Paulo Núncio explicou-se muito, muito mal

Rocha Andrade foi infinitamente mais sólido e convincente e ficou esclarecido quem está cheio de vontade de mostrar e quem está cheio de vontade de esconder.

Paulo Núncio a explicar o apagão das offshores parecia Mário Centeno a explicar as declarações de património dos administradores da Caixa — quanto mais falava, menos convencia. Desde logo, convém assinalar que o Paulo Núncio do dia 1 de Março desmentiu categoricamente o Paulo Núncio do dia 24 de Fevereiro. O Paulo Núncio do dia 24 de Fevereiro respondeu por escrito ao DN sobre a não divulgação das transferências para paraísos fiscais afirmando que ela “não estava dependente de uma aprovação expressa”, ou seja, que a culpa era do fisco.

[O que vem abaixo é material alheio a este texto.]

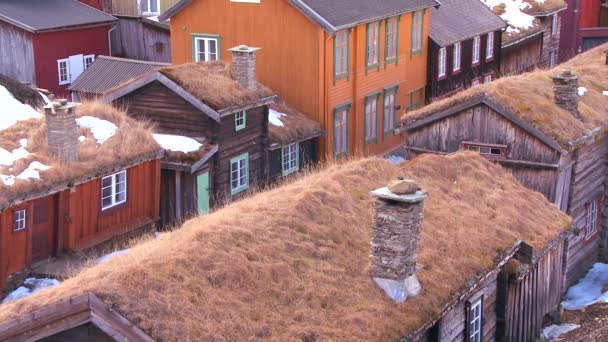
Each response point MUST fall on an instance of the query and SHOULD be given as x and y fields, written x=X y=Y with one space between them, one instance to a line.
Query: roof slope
x=297 y=265
x=446 y=23
x=530 y=97
x=108 y=72
x=38 y=15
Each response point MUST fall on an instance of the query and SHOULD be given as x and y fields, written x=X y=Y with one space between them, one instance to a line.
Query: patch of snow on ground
x=274 y=118
x=102 y=130
x=177 y=143
x=111 y=255
x=588 y=290
x=553 y=332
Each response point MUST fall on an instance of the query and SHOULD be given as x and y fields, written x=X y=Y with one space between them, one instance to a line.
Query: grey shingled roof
x=40 y=15
x=458 y=20
x=109 y=72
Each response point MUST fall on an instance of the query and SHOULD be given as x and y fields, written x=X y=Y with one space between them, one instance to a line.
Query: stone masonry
x=62 y=130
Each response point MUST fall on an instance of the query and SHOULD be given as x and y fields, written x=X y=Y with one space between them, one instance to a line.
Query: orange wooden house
x=352 y=65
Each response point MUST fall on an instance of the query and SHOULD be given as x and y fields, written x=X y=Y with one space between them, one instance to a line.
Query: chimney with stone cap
x=395 y=234
x=243 y=66
x=62 y=130
x=565 y=92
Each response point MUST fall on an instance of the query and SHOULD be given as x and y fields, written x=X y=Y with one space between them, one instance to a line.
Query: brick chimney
x=395 y=234
x=62 y=130
x=243 y=66
x=565 y=92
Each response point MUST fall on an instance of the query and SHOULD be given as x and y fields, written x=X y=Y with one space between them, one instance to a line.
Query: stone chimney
x=243 y=66
x=62 y=130
x=565 y=92
x=395 y=234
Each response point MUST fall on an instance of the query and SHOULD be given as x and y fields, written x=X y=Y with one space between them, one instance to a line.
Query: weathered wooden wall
x=16 y=54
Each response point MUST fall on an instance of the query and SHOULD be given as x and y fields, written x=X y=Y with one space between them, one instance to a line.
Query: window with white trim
x=113 y=190
x=290 y=158
x=476 y=43
x=19 y=219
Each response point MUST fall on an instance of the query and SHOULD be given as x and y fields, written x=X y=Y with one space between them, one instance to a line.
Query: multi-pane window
x=239 y=173
x=456 y=57
x=417 y=28
x=371 y=118
x=442 y=61
x=290 y=159
x=19 y=219
x=341 y=131
x=341 y=54
x=490 y=46
x=476 y=43
x=373 y=43
x=392 y=39
x=206 y=49
x=113 y=190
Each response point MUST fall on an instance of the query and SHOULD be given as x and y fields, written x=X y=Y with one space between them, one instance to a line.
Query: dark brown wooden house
x=537 y=126
x=461 y=56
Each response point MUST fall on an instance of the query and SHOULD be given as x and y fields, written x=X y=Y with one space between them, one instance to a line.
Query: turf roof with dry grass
x=530 y=97
x=293 y=262
x=132 y=141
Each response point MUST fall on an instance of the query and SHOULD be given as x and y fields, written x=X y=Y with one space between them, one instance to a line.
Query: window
x=63 y=70
x=417 y=32
x=389 y=110
x=341 y=131
x=239 y=173
x=240 y=120
x=456 y=57
x=206 y=48
x=19 y=219
x=341 y=54
x=392 y=40
x=290 y=158
x=113 y=190
x=442 y=60
x=150 y=7
x=476 y=50
x=373 y=42
x=371 y=118
x=490 y=46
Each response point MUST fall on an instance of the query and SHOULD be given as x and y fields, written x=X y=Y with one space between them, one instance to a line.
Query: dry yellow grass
x=530 y=97
x=132 y=140
x=293 y=262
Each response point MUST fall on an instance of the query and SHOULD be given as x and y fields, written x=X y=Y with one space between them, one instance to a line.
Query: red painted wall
x=52 y=46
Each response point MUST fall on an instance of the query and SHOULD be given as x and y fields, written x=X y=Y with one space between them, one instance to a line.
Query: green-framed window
x=391 y=53
x=205 y=47
x=240 y=120
x=341 y=54
x=239 y=173
x=290 y=158
x=341 y=130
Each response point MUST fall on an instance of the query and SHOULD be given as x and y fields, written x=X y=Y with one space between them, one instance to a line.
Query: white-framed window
x=63 y=71
x=290 y=158
x=113 y=190
x=206 y=49
x=19 y=217
x=239 y=173
x=442 y=60
x=476 y=43
x=456 y=57
x=490 y=46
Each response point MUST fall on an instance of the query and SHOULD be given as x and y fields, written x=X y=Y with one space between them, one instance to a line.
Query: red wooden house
x=50 y=43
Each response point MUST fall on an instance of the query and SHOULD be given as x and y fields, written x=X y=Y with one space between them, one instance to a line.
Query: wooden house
x=461 y=56
x=355 y=65
x=301 y=255
x=542 y=127
x=50 y=43
x=73 y=184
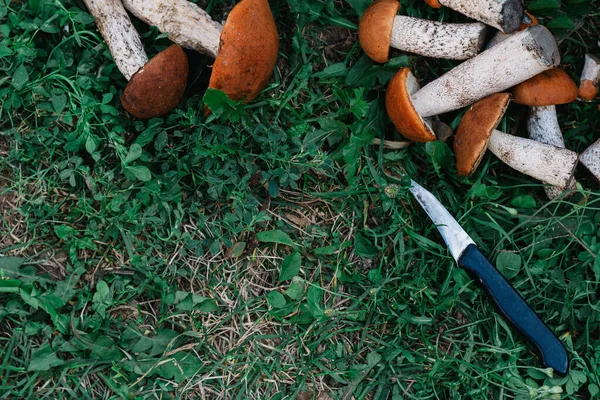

Já o Paulo Núncio de dia 1 de Março disse outra coisa: “A não divulgação de estatísticas deveu-se ao facto de eu ter dúvidas na altura se as devia publicar ou não.” Numa semana, a culpa passou do fisco para si, o que até é bonito — só se esqueceu de explicar por que razão a sua primeira tentação foi mentir.

Primeiro nariz torcido: quando se reage a uma notícia verdadeira com uma aldrabice de perna curta é muito provável que haja alguma coisa importante para esconder. Segundo nariz torcido: as justificações para a não divulgação da informação estatística foram absurdas. Paulo Núncio adiantou duas razões. A primeira: “Achei que a publicação podia constituir um alerta para os infractores relativamente ao nível e à quantidade de informação de que a administração fiscal dispunha sobre as transferências para paraísos fiscais e que isso podia prejudicar o combate à fraude e à evasão fiscal.” Em resumo: Paulo Núncio não queria que se divulgasse informação com detalhe a mais, pois os trafulhas poderiam aproveitar. Segunda razão: “A informação que me foi enviada era uma informação abrangente que não distinguia as operações comerciais das operações que poderiam dar origem a um qualquer tipo de imposto, e eu entendi que a publicação daquela informação em bruto poderia levar a interpretações incorrectas.” Em resumo: Paulo Núncio não queria que se divulgasse informação com detalhe a menos, pois as pessoas poderiam não perceber.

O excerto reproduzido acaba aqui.